Credit Suisse Fears Sentencing Will Harm Asset Management Business
Credit Suisse has asked a US district court to postpone its sentencing date for tax evasion in fear of losing management of billions of dollars in pension plan assets.
The Swiss bank pleaded guilty to the federal charges of “aiding, assisting, procuring, counseling, and advising of the preparation and presentation of false income tax returns to the Internal Revenue Service of the Treasury Department” on May 19.
According to the motion filed Tuesday, the bank said the scheduled August 12 sentencing date would not give the US Department of Labor (DOL) enough time to issue permission for Credit Suisse to continue its services to pension plans.
It asked the court to push the sentencing to “at least” the beginning of November for the DOL to work through the “long-standing process requirements.”
A judgment without permission from the DOL would “effectively preclude the asset management affiliates of [Credit Suisse] from managing these [pension] plans,” the bank said in its filing.
Credit Suisse declined to comment at time of press.
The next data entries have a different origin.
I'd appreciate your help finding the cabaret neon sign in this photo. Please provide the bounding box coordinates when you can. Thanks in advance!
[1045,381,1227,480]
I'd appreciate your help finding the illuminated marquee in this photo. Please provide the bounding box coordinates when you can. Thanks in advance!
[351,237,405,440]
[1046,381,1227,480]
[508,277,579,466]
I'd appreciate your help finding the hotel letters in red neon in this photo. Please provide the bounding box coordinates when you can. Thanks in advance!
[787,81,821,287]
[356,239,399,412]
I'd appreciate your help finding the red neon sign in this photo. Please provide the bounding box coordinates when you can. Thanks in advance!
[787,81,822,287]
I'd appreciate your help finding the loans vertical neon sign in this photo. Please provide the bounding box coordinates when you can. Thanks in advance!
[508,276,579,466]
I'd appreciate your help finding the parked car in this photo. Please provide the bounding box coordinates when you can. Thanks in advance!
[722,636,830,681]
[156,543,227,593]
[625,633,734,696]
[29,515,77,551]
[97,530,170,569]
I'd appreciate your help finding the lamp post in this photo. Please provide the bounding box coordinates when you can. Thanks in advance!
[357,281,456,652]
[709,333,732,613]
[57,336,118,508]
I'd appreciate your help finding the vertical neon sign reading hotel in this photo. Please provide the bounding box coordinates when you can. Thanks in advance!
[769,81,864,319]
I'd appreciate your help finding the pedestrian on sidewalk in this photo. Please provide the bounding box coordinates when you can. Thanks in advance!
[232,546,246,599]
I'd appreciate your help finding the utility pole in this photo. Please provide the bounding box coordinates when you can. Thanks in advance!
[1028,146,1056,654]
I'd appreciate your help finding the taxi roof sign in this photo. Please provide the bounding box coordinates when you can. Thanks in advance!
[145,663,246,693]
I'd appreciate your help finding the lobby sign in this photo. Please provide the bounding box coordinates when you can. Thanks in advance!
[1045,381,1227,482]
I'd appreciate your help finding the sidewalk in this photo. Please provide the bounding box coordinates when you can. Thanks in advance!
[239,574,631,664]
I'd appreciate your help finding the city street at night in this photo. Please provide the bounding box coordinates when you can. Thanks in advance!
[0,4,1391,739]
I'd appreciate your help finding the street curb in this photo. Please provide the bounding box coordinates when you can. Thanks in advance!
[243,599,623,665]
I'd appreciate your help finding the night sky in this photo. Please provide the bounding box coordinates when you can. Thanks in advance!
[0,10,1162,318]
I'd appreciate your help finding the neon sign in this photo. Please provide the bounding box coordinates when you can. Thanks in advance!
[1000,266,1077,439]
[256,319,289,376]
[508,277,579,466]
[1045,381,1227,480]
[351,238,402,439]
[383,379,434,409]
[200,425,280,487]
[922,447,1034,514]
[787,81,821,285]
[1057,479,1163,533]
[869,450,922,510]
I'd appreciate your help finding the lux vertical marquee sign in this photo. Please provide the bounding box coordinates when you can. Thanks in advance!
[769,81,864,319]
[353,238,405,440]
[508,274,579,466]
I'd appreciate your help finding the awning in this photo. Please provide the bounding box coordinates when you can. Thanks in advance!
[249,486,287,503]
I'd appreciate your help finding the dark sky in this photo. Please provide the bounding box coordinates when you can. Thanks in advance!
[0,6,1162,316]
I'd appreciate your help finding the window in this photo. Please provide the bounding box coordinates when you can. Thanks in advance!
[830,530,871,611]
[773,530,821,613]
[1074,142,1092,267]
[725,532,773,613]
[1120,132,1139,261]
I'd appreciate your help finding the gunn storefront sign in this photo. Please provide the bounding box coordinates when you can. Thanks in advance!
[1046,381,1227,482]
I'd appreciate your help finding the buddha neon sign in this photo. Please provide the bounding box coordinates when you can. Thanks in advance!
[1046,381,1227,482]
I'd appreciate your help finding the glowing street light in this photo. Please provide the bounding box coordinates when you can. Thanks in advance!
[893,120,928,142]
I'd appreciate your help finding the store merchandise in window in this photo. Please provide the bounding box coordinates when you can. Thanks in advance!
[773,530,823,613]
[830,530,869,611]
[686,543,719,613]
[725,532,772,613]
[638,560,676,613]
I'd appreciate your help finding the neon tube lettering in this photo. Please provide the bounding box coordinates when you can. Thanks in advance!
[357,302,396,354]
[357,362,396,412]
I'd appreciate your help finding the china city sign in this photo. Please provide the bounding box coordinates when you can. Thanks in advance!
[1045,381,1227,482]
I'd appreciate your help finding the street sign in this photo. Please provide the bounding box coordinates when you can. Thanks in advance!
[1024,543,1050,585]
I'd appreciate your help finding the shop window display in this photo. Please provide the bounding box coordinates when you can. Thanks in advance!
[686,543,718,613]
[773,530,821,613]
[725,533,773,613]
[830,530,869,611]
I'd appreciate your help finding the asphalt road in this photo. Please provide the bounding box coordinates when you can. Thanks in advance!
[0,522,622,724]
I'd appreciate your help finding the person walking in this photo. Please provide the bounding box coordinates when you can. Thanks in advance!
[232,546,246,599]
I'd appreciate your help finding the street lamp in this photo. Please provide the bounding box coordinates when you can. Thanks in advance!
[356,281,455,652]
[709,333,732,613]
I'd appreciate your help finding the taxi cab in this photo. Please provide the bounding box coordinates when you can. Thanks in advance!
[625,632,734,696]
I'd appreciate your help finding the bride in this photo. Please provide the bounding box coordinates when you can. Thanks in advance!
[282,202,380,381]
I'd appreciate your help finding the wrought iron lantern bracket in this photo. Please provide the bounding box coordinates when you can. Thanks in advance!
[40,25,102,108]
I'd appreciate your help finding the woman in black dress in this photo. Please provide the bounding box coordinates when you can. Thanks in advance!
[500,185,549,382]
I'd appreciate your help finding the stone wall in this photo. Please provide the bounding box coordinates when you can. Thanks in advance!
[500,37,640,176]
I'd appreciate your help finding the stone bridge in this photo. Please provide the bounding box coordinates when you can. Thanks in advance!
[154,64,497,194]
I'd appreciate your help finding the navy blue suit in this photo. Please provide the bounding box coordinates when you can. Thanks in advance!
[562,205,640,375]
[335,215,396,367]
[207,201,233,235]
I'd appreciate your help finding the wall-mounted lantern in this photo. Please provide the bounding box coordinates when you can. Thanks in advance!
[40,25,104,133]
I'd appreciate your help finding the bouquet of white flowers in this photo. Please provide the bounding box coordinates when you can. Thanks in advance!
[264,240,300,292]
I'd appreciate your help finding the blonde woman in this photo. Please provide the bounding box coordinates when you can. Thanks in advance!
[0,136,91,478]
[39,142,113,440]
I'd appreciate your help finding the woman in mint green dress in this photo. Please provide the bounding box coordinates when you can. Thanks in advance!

The bank submitted its guilty plea and an agreement to pay $2.6 billion in May, closing a three-year investigation by the US Justice Department. Since then, the Employees Retirement System (ERS) of Texas announced it had suspended all trading with Credit Suisse following discussions with its investment and legal staff.
Despite the statement from the Austin-based pension fund, Credit Suisse remained optimistic at the time of its relationships with clients.
“While we regret the actions that led to this settlement, our overwhelming experience has been that clients—including pension clients—are continuing to conduct business with us,” a spokesperson said following Texas ERS's decision.
Texas ERS revealed to CIO Thursday that it had lifted the suspension of trading activities with Credit Suisse on June 20 “after close due diligence.”